The setup of a nuclear power plant in Gravelines in the early 1980s also made another significant green industry project possible: in 1991 a fish farm, breeding bass and sea bream, was created following an agreement with EDF for the free supply of heated water from the secondary circuit of the nuclear plant. Aquanord now produces 1,500 tonnes of fish every year. Since 2017 the hot water from the nuclear plant has also been put to a new use, with the start of operations at the Dunkirk LNG terminal. By means of a tunnel built between the two structures, the hot water heats the liquefied natural gas (LNG), returning it to the gaseous state before it is injected into the distribution circuit.

The CVE (Energy Recycling Centre) and the CVO (Organic Recycling Centre) which were opened in 2007 by Dunkirk Urban Council are two more examples of successful industrial ecology.
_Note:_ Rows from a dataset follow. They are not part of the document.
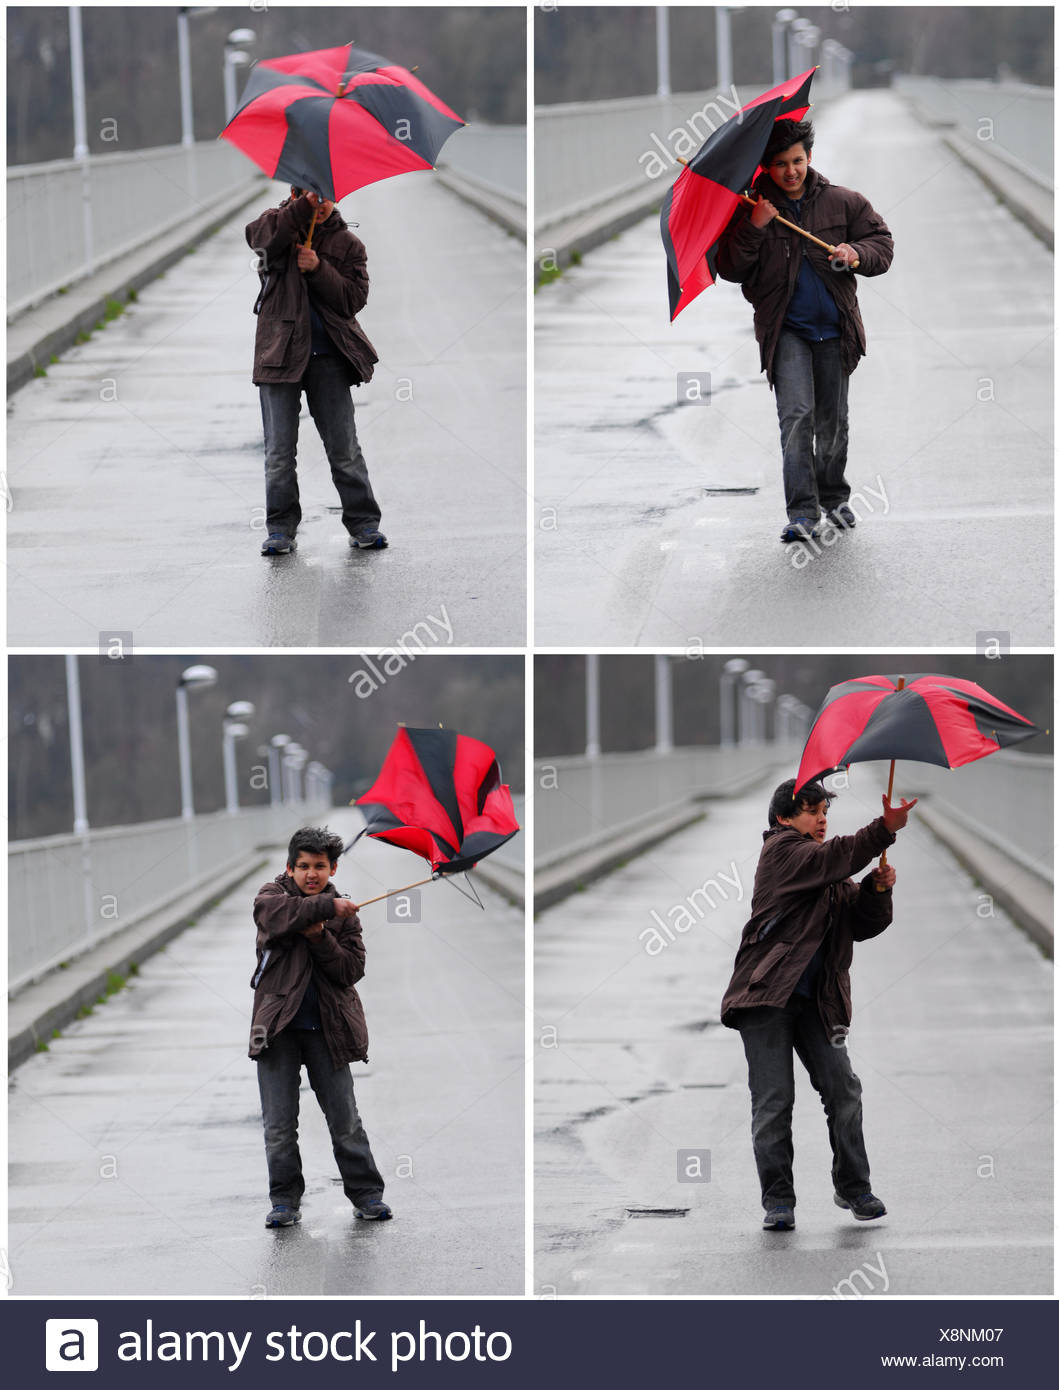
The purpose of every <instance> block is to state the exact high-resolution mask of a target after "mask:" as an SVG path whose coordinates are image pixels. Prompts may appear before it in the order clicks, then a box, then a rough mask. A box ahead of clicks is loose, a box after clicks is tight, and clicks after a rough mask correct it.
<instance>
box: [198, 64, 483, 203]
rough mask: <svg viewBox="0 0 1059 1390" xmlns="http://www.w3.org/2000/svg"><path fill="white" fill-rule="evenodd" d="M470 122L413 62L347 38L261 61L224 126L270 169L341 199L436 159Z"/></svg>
mask: <svg viewBox="0 0 1059 1390" xmlns="http://www.w3.org/2000/svg"><path fill="white" fill-rule="evenodd" d="M463 124H464V122H463V121H461V120H460V117H459V115H457V114H456V113H454V111H450V110H449V107H448V106H446V104H445V103H443V101H442V100H439V99H438V97H436V96H435V95H434V93H432V92H431V90H429V88H427V86H424V83H422V82H420V79H418V78H417V76H416V75H414V74H413V72H410V71H409V70H407V68H402V67H397V65H396V64H393V63H389V61H388V60H386V58H381V57H378V54H375V53H366V51H364V50H363V49H354V47H353V44H352V43H346V44H343V46H342V47H340V49H318V50H315V51H314V53H293V54H290V56H289V57H285V58H264V60H263V61H261V63H257V64H254V67H253V70H252V72H250V78H249V81H247V83H246V90H245V92H243V96H242V101H240V103H239V107H238V110H236V113H235V115H233V117H232V120H231V121H229V122H228V125H227V126H225V128H224V131H222V132H221V135H222V138H224V139H225V140H231V143H232V145H235V146H236V149H239V150H242V152H243V154H246V156H249V157H250V158H252V160H253V161H254V164H257V165H258V168H261V170H264V172H265V174H267V175H268V177H270V178H274V179H279V181H282V182H285V183H295V185H297V188H307V189H311V190H313V192H314V193H318V195H320V196H321V197H324V199H328V200H331V202H338V200H339V199H343V197H345V196H346V195H347V193H352V192H353V190H354V189H359V188H364V185H366V183H377V182H379V179H384V178H392V177H393V175H395V174H406V172H409V171H410V170H428V168H434V164H435V161H436V158H438V153H439V150H441V147H442V145H445V142H446V140H448V139H449V136H450V135H452V133H453V131H459V129H460V126H461V125H463Z"/></svg>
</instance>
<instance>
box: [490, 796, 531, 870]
mask: <svg viewBox="0 0 1059 1390" xmlns="http://www.w3.org/2000/svg"><path fill="white" fill-rule="evenodd" d="M511 802H513V805H514V815H516V820H517V821H518V824H520V826H521V827H523V828H521V830H520V831H518V834H517V835H516V837H514V838H513V840H509V841H507V844H504V845H500V848H499V849H495V851H493V852H492V853H491V855H489V859H495V860H496V862H498V863H502V865H504V867H507V869H514V872H516V873H520V874H523V876H524V874H525V796H516V795H511ZM486 863H488V860H486Z"/></svg>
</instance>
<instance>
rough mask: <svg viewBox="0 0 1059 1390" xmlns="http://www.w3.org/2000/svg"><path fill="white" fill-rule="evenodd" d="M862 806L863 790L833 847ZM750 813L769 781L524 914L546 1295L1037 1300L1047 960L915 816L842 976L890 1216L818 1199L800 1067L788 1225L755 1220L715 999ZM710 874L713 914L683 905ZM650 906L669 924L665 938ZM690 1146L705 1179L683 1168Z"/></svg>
mask: <svg viewBox="0 0 1059 1390" xmlns="http://www.w3.org/2000/svg"><path fill="white" fill-rule="evenodd" d="M853 771H855V773H863V771H866V770H864V769H855V770H853ZM905 790H908V788H905ZM877 808H878V795H877V790H876V785H874V783H871V781H870V780H869V778H867V777H860V776H857V777H856V778H855V781H853V787H852V788H851V791H849V792H844V794H842V796H841V799H839V801H838V802H837V803H835V806H834V808H832V813H831V827H830V830H831V833H832V834H835V833H838V834H848V833H851V831H852V830H855V828H857V826H860V824H866V823H867V821H869V820H870V819H871V817H873V815H874V813H876V810H877ZM763 823H764V816H763V805H762V792H760V791H757V792H755V794H752V795H749V796H744V798H741V799H738V801H728V802H723V803H717V805H714V808H713V809H712V810H710V817H709V819H707V820H706V821H703V823H702V824H699V826H695V827H691V828H688V830H685V831H682V833H681V834H678V835H675V837H673V838H671V840H668V841H666V842H664V844H662V845H659V847H656V848H655V849H652V851H649V852H648V853H646V855H642V856H639V858H637V859H634V860H632V862H631V863H630V865H628V866H627V867H625V869H623V870H620V872H618V873H616V874H613V876H611V877H609V878H603V880H602V881H599V883H598V884H595V885H592V887H591V888H589V890H588V891H586V892H584V894H575V895H574V897H573V898H570V899H568V901H567V902H566V903H560V905H559V906H556V908H553V909H550V910H549V912H545V913H542V915H541V917H539V919H538V923H536V929H535V959H536V965H535V1033H536V1037H538V1042H539V1045H538V1048H536V1052H535V1080H536V1101H535V1113H536V1119H535V1123H536V1138H535V1168H536V1190H535V1222H536V1255H535V1289H536V1291H538V1293H542V1291H543V1293H549V1291H552V1290H556V1291H557V1293H560V1294H600V1295H602V1294H643V1293H646V1294H719V1293H724V1294H812V1295H816V1297H819V1298H855V1297H863V1295H866V1294H889V1295H896V1294H1016V1293H1019V1294H1026V1293H1037V1294H1041V1293H1048V1291H1051V1287H1052V1245H1051V1232H1052V1031H1051V1023H1052V969H1051V965H1049V963H1048V962H1046V960H1045V959H1044V958H1042V956H1041V955H1040V952H1038V951H1037V948H1035V947H1034V945H1033V944H1031V942H1030V941H1028V940H1027V938H1026V937H1024V935H1023V934H1021V933H1020V931H1019V930H1017V929H1016V927H1015V926H1013V924H1012V923H1010V922H1009V919H1006V917H1005V915H1003V913H1002V912H1001V910H999V909H994V908H992V906H991V905H990V903H988V901H987V899H984V898H983V895H981V894H980V890H978V888H977V885H976V884H974V883H973V881H971V880H970V878H969V877H967V876H966V873H964V872H963V870H960V869H959V867H958V866H956V865H955V862H953V860H952V859H951V858H949V855H948V853H946V852H945V851H944V849H942V848H941V847H939V845H938V842H937V841H934V840H933V837H931V835H930V833H928V831H927V830H926V828H924V827H914V826H910V827H909V828H908V830H905V831H902V834H901V835H899V837H898V842H896V845H895V847H894V849H892V851H891V853H889V860H891V863H892V865H894V866H895V869H896V872H898V885H896V890H895V920H894V924H892V926H891V927H889V929H888V930H887V931H885V933H884V934H882V935H881V937H878V938H877V940H874V941H867V942H863V944H860V945H857V947H856V954H855V960H853V970H852V986H853V1026H852V1031H851V1037H849V1051H851V1058H852V1062H853V1068H855V1070H856V1073H857V1074H859V1077H860V1080H862V1083H863V1105H864V1136H866V1143H867V1151H869V1158H870V1162H871V1181H873V1190H874V1191H876V1193H877V1194H878V1195H881V1197H882V1200H884V1201H885V1204H887V1207H888V1211H889V1215H888V1216H885V1218H884V1219H881V1220H876V1222H864V1223H860V1222H855V1220H852V1218H851V1216H849V1215H848V1213H846V1212H842V1211H839V1209H838V1208H837V1207H834V1205H832V1193H831V1180H830V1172H831V1152H830V1148H828V1141H827V1129H826V1123H824V1115H823V1111H821V1108H820V1104H819V1101H817V1097H816V1094H814V1091H813V1090H812V1088H810V1086H809V1081H807V1077H806V1074H805V1070H803V1069H802V1066H801V1063H798V1062H796V1063H795V1084H796V1091H798V1099H796V1104H795V1122H794V1147H795V1181H796V1188H798V1209H796V1219H798V1229H796V1230H795V1232H792V1233H787V1234H774V1233H769V1234H766V1233H764V1232H763V1230H762V1229H760V1222H762V1208H760V1191H759V1187H757V1177H756V1172H755V1166H753V1155H752V1150H750V1134H749V1094H748V1090H746V1063H745V1059H744V1052H742V1047H741V1042H739V1037H738V1034H737V1033H734V1031H732V1030H730V1029H724V1027H721V1024H720V1022H719V1009H720V999H721V995H723V992H724V988H725V986H727V983H728V979H730V974H731V963H732V959H734V955H735V947H737V942H738V938H739V933H741V930H742V926H744V923H745V920H746V916H748V915H749V895H750V888H752V883H753V870H755V865H756V862H757V851H759V847H760V833H762V827H763ZM707 880H713V887H712V888H709V898H710V901H712V902H713V906H712V908H710V906H709V903H707V902H706V899H705V898H703V897H702V895H699V897H698V898H691V894H692V892H693V891H695V890H696V888H699V887H700V885H703V884H705V883H706V881H707ZM734 884H735V885H734ZM737 885H738V887H737ZM681 903H684V905H685V906H687V912H685V915H684V916H681V915H680V913H678V912H677V910H675V909H677V908H678V905H681ZM652 912H655V913H657V919H660V922H662V923H663V927H664V926H668V927H670V929H671V930H670V937H671V940H668V941H667V942H666V944H664V945H663V947H662V948H660V949H659V948H657V941H656V937H655V935H652V933H657V940H662V941H666V937H664V933H663V931H662V930H660V929H659V926H657V919H655V917H652ZM692 919H693V924H691V926H689V924H688V923H689V920H692ZM678 924H680V926H681V927H682V930H673V929H674V927H677V926H678ZM648 941H650V942H652V947H653V949H655V954H653V955H648V954H646V949H645V947H646V944H648ZM552 1030H553V1031H552ZM681 1150H691V1151H696V1150H698V1151H700V1152H702V1158H700V1161H699V1172H700V1173H706V1175H707V1176H709V1180H706V1181H678V1180H677V1175H678V1151H681ZM688 1170H689V1166H688V1162H687V1161H685V1162H684V1168H682V1172H684V1173H688ZM692 1172H693V1168H692ZM630 1208H632V1209H639V1211H646V1213H645V1215H631V1213H630ZM674 1209H675V1212H677V1213H674V1215H664V1212H666V1211H670V1212H673V1211H674ZM681 1211H682V1212H685V1213H684V1215H678V1212H681Z"/></svg>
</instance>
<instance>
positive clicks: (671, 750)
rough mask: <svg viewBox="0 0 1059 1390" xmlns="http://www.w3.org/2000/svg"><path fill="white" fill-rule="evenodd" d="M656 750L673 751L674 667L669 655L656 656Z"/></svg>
mask: <svg viewBox="0 0 1059 1390" xmlns="http://www.w3.org/2000/svg"><path fill="white" fill-rule="evenodd" d="M655 752H656V753H671V752H673V667H671V666H670V659H668V656H662V655H657V653H656V656H655Z"/></svg>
The treatment of non-recyclable waste by the CVE produces 48,000 MWh of electrical power each year, while the CVO recycles 22,000 tonnes of organic waste into 6,700 tonnes of compost that is used to fertilise farmland.

But Dunkirk’s industrial firms are not the only ones involved in the adventure of circular economy. In 2015 the startup Ecomairie launched the website of the same name, where individuals can post ads to give away or sell cheaply surplus materials or items they no longer need, and reduce dumping of large items.

The Hauts de Flandre Greater District Council (CCHF) is not lagging behind, either. Awarded the “Rev3* demonstration region” label for the trialling of innovative technologies, the CCHF is working in partnership with local industries to set up a heating system using flax waste to heat the future watersports centre, and other projects are also being studied.

In this context, it is not surprising that since 2001 the region has been home to Ecopal, one of the first associations dedicated to green industry in France. With more than 100 members, the association is now recognised internationally and is supported by Suren Erkman, the world specialist in industrial ecology. Ecopal, in liaison with the Urban Council and Dunkirk’s town planning agency and drawing on the work of Suren Erkman, has just produced the first “industrial fabric” model which lists the opportunities available for developing the circular economy in a labour market.